State v. Maynard, 954 S.W.2d 624, 631 (Mo. Ct. App. 1997)
16 Second, there may be evidence of a pre-existing relationship between the victim and the defendant prior to the murder that provides a motive for the killing. This is “bad-blood evidence.”
State v. Miller, 220 S.W.3d 862, 868 (Mo. Ct. App. 2007)
17 As one treatise explains:
Even when there is no prior relationship between victim and defendant and the time for deliberation is brief, the particular facts of a case can lead to a finding that premeditation has been sufficiently proved.
§ 95:18.Premeditation, 3 Crim. Prac. Manual § 95:18
18 See, e.g., State v. Bridges, 810 S.W.2d 682, 684 (Mo. Ct. App. 1991) (deliberation found to have occurred during a struggle for a purse during a robbery).
19 These are from a case called Chambers:
Deadly force may be used in self-defense only when there is (1) an absence of aggression or provocation on the part of the defender, (2) a real or apparently real necessity for the defender to kill in order to save himself from an immediate danger of serious bodily injury or death, (3) a reasonable cause for the defender's belief in such necessity, and (4) an attempt by the defender to do all within his power consistent with his personal safety to avoid the danger and the need to take a life.
State v. Chambers, 671 S.W.2d 781, 783 (Mo. 1984)
20 The appearances doctrine operates to justify a person to act in self-defense although it later proves the appearances were false.
State v. Minnis, 486 S.W.2d 280, 283 (Mo. 1972)
21 The application of the doctrine of judicial notice, either as a rule of evidence or as an instrument of judicial reasoning, is subject to well recognized limits. The basic operative condition of judicial notice is the notoriety of the fact to be noticed. It must be part of the common knowledge of every person of ordinary understanding and intelligence; only then does it become proper to assume the existence of that fact without proof. It follows,
therefore, that judicial notice must be exercised cautiously, and if there is doubt as to the notoriety of such fact, judicial recognition of it must be declined.
English v. Old Am. Ins.

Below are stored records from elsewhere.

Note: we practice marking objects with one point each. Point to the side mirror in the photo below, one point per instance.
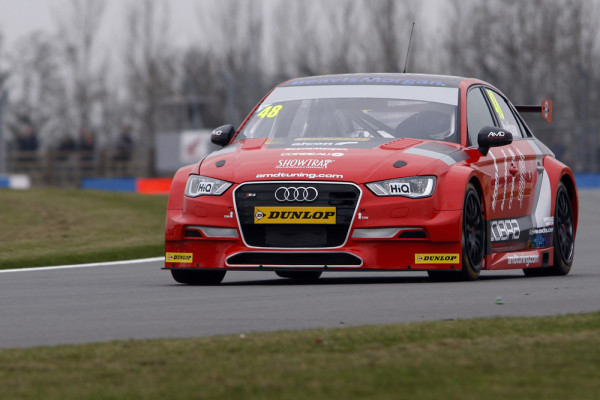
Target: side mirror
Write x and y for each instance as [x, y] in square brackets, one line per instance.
[490, 136]
[222, 135]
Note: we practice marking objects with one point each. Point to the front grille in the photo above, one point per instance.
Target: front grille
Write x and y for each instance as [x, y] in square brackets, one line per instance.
[343, 197]
[320, 259]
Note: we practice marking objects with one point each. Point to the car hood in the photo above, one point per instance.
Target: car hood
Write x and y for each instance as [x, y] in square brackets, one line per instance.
[350, 159]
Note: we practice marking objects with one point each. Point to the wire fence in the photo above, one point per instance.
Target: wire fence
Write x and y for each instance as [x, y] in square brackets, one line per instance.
[68, 169]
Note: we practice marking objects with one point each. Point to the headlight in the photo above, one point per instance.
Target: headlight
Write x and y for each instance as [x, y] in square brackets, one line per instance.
[414, 187]
[199, 185]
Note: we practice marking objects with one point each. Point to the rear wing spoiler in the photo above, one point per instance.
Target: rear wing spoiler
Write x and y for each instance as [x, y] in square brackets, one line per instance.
[545, 108]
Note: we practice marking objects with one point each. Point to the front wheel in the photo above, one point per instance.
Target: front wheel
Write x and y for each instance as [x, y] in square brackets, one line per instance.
[200, 277]
[473, 241]
[473, 235]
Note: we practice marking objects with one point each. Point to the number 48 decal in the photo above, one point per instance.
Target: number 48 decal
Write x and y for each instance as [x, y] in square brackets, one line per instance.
[270, 111]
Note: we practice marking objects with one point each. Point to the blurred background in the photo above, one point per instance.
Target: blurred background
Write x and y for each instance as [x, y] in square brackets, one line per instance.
[132, 88]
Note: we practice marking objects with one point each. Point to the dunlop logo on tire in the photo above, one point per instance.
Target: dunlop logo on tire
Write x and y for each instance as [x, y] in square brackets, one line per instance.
[436, 258]
[294, 215]
[186, 258]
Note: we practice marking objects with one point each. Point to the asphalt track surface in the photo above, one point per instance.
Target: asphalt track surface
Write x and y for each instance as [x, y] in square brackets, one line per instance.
[140, 301]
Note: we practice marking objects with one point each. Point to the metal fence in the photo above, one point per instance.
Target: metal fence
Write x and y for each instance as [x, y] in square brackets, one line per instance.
[68, 169]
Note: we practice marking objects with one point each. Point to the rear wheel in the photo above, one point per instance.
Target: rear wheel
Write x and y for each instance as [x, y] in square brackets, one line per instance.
[300, 275]
[564, 237]
[201, 277]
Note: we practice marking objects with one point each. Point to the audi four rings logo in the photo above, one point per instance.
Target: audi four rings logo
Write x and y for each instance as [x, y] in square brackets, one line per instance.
[296, 194]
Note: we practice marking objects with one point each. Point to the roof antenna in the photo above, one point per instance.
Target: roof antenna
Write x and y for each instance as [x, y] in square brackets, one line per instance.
[408, 51]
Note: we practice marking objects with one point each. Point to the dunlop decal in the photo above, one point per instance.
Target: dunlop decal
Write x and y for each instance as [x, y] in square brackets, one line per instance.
[436, 258]
[186, 258]
[294, 215]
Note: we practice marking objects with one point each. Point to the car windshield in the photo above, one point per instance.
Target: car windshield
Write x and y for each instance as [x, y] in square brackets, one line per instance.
[356, 111]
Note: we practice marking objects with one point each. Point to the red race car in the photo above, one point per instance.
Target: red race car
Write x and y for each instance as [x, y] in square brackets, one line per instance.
[374, 172]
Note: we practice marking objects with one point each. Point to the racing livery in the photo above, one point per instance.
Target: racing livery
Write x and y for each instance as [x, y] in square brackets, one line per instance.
[375, 172]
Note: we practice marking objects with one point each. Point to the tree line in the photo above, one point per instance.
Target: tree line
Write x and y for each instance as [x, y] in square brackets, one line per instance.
[62, 83]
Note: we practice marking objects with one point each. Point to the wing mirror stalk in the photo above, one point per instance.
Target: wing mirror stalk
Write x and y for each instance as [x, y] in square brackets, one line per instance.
[490, 136]
[222, 135]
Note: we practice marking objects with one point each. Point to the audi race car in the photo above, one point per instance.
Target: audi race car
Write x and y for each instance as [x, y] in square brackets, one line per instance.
[381, 172]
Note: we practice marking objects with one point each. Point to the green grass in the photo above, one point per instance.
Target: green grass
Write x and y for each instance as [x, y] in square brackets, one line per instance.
[502, 358]
[43, 227]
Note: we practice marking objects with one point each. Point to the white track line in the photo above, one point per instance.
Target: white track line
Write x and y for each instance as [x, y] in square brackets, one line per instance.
[143, 260]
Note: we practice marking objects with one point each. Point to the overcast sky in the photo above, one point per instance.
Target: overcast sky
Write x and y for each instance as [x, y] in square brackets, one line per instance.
[19, 17]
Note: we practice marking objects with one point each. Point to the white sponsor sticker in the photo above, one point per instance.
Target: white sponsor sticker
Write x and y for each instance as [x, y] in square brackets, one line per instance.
[312, 163]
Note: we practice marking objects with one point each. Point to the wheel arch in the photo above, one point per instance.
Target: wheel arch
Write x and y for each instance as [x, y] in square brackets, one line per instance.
[569, 181]
[559, 172]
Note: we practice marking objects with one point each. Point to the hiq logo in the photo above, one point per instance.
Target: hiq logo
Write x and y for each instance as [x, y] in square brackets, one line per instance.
[399, 188]
[204, 187]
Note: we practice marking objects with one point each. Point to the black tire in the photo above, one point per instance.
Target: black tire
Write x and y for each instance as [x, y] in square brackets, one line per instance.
[201, 277]
[304, 276]
[563, 237]
[473, 241]
[473, 236]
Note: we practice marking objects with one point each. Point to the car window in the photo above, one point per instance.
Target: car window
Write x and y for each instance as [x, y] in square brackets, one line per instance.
[478, 114]
[504, 113]
[356, 112]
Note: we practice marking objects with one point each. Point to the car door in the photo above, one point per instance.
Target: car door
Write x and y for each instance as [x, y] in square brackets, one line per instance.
[521, 178]
[501, 166]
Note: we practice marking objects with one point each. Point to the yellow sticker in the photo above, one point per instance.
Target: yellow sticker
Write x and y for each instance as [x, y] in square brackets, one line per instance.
[270, 111]
[186, 258]
[294, 215]
[436, 258]
[495, 103]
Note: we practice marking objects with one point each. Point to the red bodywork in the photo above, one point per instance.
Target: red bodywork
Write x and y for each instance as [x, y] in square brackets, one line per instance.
[429, 228]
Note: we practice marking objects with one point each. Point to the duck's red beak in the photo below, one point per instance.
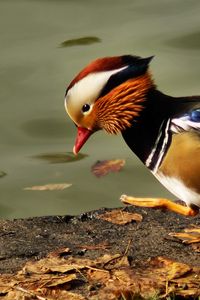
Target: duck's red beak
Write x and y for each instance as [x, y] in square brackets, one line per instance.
[83, 135]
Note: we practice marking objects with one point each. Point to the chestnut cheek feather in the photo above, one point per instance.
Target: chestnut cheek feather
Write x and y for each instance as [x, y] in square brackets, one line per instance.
[122, 105]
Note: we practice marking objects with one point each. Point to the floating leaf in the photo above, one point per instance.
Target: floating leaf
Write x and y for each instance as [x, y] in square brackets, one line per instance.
[87, 40]
[120, 217]
[59, 158]
[102, 168]
[49, 187]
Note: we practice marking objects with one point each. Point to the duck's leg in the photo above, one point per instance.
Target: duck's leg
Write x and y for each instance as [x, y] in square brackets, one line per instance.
[161, 203]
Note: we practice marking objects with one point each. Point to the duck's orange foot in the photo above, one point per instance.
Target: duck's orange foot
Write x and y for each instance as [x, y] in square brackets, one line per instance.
[160, 203]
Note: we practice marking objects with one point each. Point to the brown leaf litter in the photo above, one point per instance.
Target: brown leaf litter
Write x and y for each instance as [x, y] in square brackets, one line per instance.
[106, 277]
[121, 217]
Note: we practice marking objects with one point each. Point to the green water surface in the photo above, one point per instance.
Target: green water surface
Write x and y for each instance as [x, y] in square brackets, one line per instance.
[43, 44]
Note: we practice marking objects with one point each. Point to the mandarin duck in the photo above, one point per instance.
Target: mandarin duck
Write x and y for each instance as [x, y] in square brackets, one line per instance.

Co., 426 S.W.2d 33, 40–41 (Mo. 1968)
22 In the words of one old Missouri case:
Jurors may sometimes draw on knowledge that comes from the common experience of mankind to assist them in reaching a conclusion, but that is knowledge that men in general have, not a few in particular. If it is knowledge that comes by the experience of a class in a particular business it must be proven by evidence.
Bowman v. Am. Car & Foundry Co., 226 Mo. 53, 125 S.W. 1120, 1122 (1910)
23 [T]he Court now holds that where a juror makes a clear statement that indicates he or she relied on racial stereotypes or animus to convict a criminal defendant, the Sixth Amendment requires that the no-impeachment rule give way in order to permit the trial court to consider the evidence of the juror's statement and any resulting denial of the jury trial guarantee.
Pena-Rodriguez v. Colorado, 137 S. Ct. 855, 869, 197 L. Ed. 2d 107 (2017)
24 This goes to the fundamental asymmetry in a criminal trial, as embodied in the rule against putting a criminal defendant in “double jeopardy.” A defendant who loses can appeal, and usually does. When the state loses--and the defendant is acquitted--it is only in very rare circumstances that the state can challenge the verdict and ask for a do-over.
25 As a later case explained:
We acknowledge that, under Beeler, the fact that Pulley intentionally shot Coleburg, does not, as a matter of law, foreclose the possibility that he could be acquitted of seconddegree murder, and found guilty of involuntary manslaughter.
State v. Pulley, 356 S.W.3d 187, 193 (Mo. Ct. App. 2011)
26 [R]eckless conduct is not inconsistent with the intentional act of defending one's self, if in doing so one uses unreasonable force.